There’s a relatively obscure technique to confer one such incremental gain: find an address that costs less to use, depending on the circumstances. By using an address with more zero bytes than usual (i.e., a low hamming weight) and, in certain cases, with more zero bytes at the start of the address, we can save gas on many types of transactions.

I can already guess what you’re thinking:

Wait a minute — every vanilla transaction costs 21,000 gas, regardless of the addresses in question. Besides, my sweet 0xdecafdeadbeef vanity address took forever to find. I’m going to need some evidence backing up your pugnacious claim that our choice in address makes a difference.

As per usual, the answer can be found in the Yellow Paper. (Whoa, bold move opening with that one…)

Try not to get too worked up by all these salacious details.

We’re interested in few of these operations (and their counterparts) in particular: Gtxdatazero (vs.

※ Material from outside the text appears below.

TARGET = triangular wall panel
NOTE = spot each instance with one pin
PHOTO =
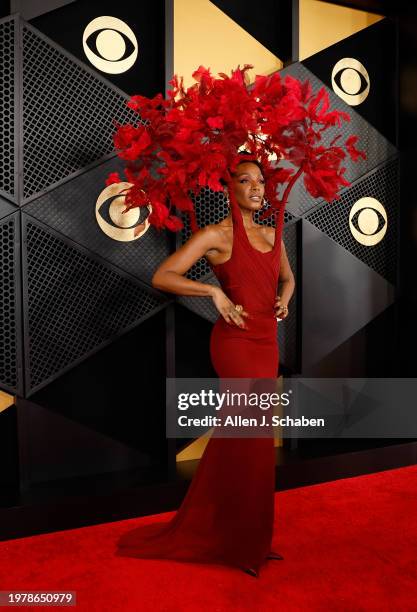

Gtxdatanonzero) and Gsload + Gsset (vs. not using Gsset — that whole SSTORE thing sounds pretty damned expensive).

Call data, small data

First, let’s look at Gtxdatazero: it costs 4 gas for every zero byte of transaction data. Compare that to the cost of Gtxdatanonzero: 68 gas, or 17 times as expensive. As a consequence, every time a zero byte is used in msg.data in place of a non-zero byte, it saves 64 gas. A few things to remember concerning this observation:

  • When viewing byte strings in hexadecimal form, each pair of numbers (where each character represents one of 16 possible digits) forms a byte (16² = 2⁸ = 256 bits). Single hexadecimal zeroes, or adjacent zeroes that are spread across two different bytes, will not reduce the hamming weight of the byte string.
  • The ordering of the zero bytes has no bearing on the benefit derived — from this particular optimization, at least — only the total number of zero bytes used to replace a corresponding non-zero byte.

Addresses are one area where this property can come in handy. Consider the case of an ERC20 transfer(). The hamming weight of msg.sender makes no difference here, but as it turns out, the _to parameter passed into msg.data as part of the transfer function does (by the way, so does the function selector).

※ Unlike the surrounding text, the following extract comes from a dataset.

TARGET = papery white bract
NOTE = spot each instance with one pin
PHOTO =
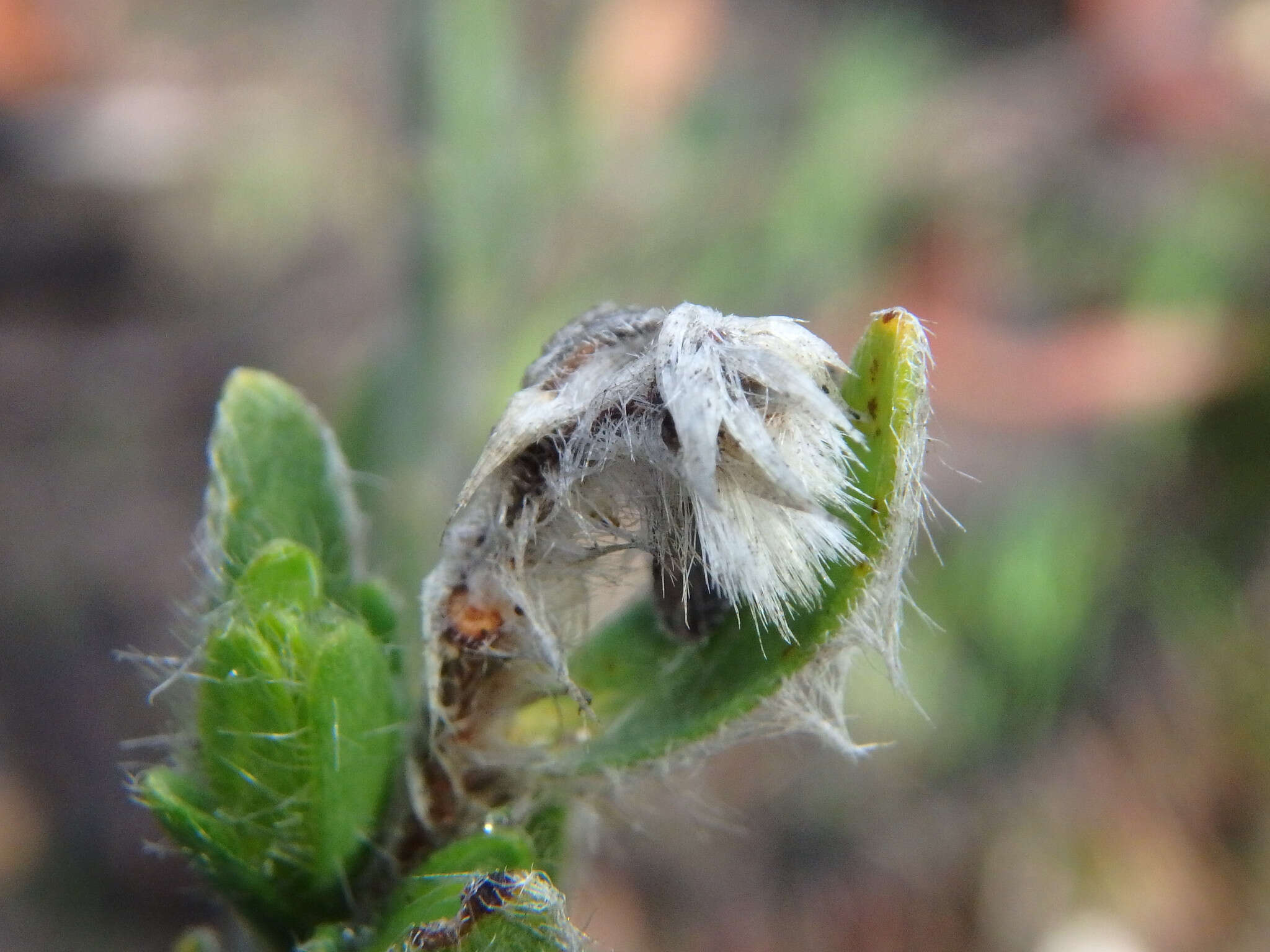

Using OpenZeppelin’s StandardToken as a reference implementation, a standard transfer to an address with no zero bytes costs 51,486 gas. However, a transfer to an address with eight zero bytes only costs 50,974 gas, a difference of 51486 — 50974 = 512 gas. This can also be expressed as 64 * 8: just what we would expect from the calculations above. It’s like having a “buy one hundred, get one free” card for all of the tokens transferred to the address. And, in case you were wondering about transferFrom (which of course you were, you sly dog), well guess what: if both addresses have eight zero bytes, the gas savings per transaction will be twice as high!

There are lots of other ways to bank on this method, but it basically comes down to whether or not you can use zero bytes instead of their inferior, non-zero equivalents. Another nice thing about this trick is that it’s totally backwards-compatible — you can use it to save gas even when calling contracts that weren’t built to take advantage of it.

(As an aside, when using this method you want to be extra careful to protect against the Short Address attack, explained in more depth here. In brief, if an address has trailing zero bytes, you can truncate them when requesting that a third party construct some token transfer for you, and if they don’t validate the input properly it will “steal” the extra bytes from the next parameter, amount. Then, whaddaya know: we now get back 256 times as many tokens!)

Next, consider Gsset: this and Gsreset both deal with the SSTORE opcode and set 32-byte words into state, and it costs 20,000 gas to store any non-zero data for the first time (yeah… if we can avoid calling SSTORE, That_Would_Be_Great.gif). Once the word has been stored, it’ll cost another 200 gas every time it’s retrieved via SLOAD, which is also not cool.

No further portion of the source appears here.